Some of the orchestra's members are also concert soloists and members of chamber ensembles performing at many prestigious venues around the world.

Throughout the years, the Festival Orchestra has featured such soloists as Vaclav Dvořák, Agata Šymčevska, Volodymyr Mykytka, Till Hoffman, Myroslava Kotorovych, under the direction of such conductors as Fakhraddin Kerimov, Ivan Cherednychenko, Stanislav Khristenko and others.

=== Young composers competition ===
All-Ukrainian Young Composers Competition named after Borys Lyatoshynsky was established in 2019 as part of the Kharkiv Music Festival.
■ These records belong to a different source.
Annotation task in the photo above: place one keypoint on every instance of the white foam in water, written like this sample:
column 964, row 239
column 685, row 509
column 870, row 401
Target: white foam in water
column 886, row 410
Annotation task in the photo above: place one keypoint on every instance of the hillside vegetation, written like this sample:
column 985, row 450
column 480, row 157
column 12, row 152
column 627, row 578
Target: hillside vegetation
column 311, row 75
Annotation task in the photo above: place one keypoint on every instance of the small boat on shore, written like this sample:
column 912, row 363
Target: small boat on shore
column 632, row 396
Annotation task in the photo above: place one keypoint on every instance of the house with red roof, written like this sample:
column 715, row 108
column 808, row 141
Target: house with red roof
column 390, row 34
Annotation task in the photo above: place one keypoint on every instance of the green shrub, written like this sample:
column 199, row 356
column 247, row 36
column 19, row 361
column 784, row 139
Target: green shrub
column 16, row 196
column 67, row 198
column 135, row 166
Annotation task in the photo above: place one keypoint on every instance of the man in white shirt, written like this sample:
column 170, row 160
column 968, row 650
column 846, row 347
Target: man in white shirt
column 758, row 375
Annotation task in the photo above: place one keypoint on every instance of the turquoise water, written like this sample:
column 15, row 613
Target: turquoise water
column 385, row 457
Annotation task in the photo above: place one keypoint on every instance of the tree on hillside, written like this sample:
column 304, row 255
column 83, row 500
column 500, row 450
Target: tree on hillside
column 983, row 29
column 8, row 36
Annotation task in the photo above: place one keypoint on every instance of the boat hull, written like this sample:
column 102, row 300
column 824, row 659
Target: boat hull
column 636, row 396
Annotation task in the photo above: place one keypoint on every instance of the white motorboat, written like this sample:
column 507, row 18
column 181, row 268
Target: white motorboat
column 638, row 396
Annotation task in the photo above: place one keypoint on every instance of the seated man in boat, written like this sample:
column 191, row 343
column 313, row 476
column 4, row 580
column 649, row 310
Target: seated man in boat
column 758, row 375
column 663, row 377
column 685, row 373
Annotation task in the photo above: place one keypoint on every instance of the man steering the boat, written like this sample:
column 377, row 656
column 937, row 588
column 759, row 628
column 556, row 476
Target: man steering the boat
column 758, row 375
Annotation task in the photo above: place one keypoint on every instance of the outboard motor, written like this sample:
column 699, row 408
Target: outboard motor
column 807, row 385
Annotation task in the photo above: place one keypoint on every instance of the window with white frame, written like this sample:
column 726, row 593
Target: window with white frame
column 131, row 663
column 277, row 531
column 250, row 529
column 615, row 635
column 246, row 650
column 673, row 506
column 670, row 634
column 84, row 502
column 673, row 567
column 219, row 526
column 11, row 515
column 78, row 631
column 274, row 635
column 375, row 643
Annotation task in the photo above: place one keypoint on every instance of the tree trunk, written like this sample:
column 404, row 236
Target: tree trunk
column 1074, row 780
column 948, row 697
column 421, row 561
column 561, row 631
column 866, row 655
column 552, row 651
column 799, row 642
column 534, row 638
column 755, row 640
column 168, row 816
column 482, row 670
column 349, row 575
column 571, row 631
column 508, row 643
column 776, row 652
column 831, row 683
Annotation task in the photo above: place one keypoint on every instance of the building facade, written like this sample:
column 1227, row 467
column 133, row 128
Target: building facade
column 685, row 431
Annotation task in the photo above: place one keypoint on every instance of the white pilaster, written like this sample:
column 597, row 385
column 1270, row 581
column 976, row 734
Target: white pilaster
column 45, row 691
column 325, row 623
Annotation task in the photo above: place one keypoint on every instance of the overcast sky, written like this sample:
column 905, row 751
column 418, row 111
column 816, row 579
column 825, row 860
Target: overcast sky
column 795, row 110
It aims to develop the creativity of Ukrainian young composers, increase the importance of their works, and provide professional guidance to young artists in a professional environment.
The competition is held annually. The winners' works are performed by professional musicians and soloists at the Call for genius concert, which includes an award ceremony.

=== Kharkiv Music Festival Children's Symphony Orchestra ===
The Kharkiv Music Festival Children's Symphony Orchestra was established in 2019. The orchestra brings together about 50 students of Kharkiv's music education institutions and gives them the opportunity to gain professional experience in orchestral musicianship at a young age, regularly improve their performing arts throughout the year under the guidance of the orchestra's conductor and experienced teachers, learn about classical music masterpieces, and perform at concert venues in Kharkiv and other cities and countries.

Over the three years of the orchestra's existence, the young orchestral players have worked with conductors from Ukraine (Vitalii Lyashko, Nataliia Stets, Nazar Yakobenchuk, Yuriy Yakovenko), Germany (Vitali Alekseenok) and the USA (Stanislav Khristenko).

== Art Piano ==
Art Piano is an ongoing project that promotes musical art. Painted pianos placed in popular locations among the locals are one of the festival's trademarks. Both recognised artists and students of Kharkiv art schools and students are involved in transforming them into art objects. Spontaneous concerts are held near the piano, and anyone can play it.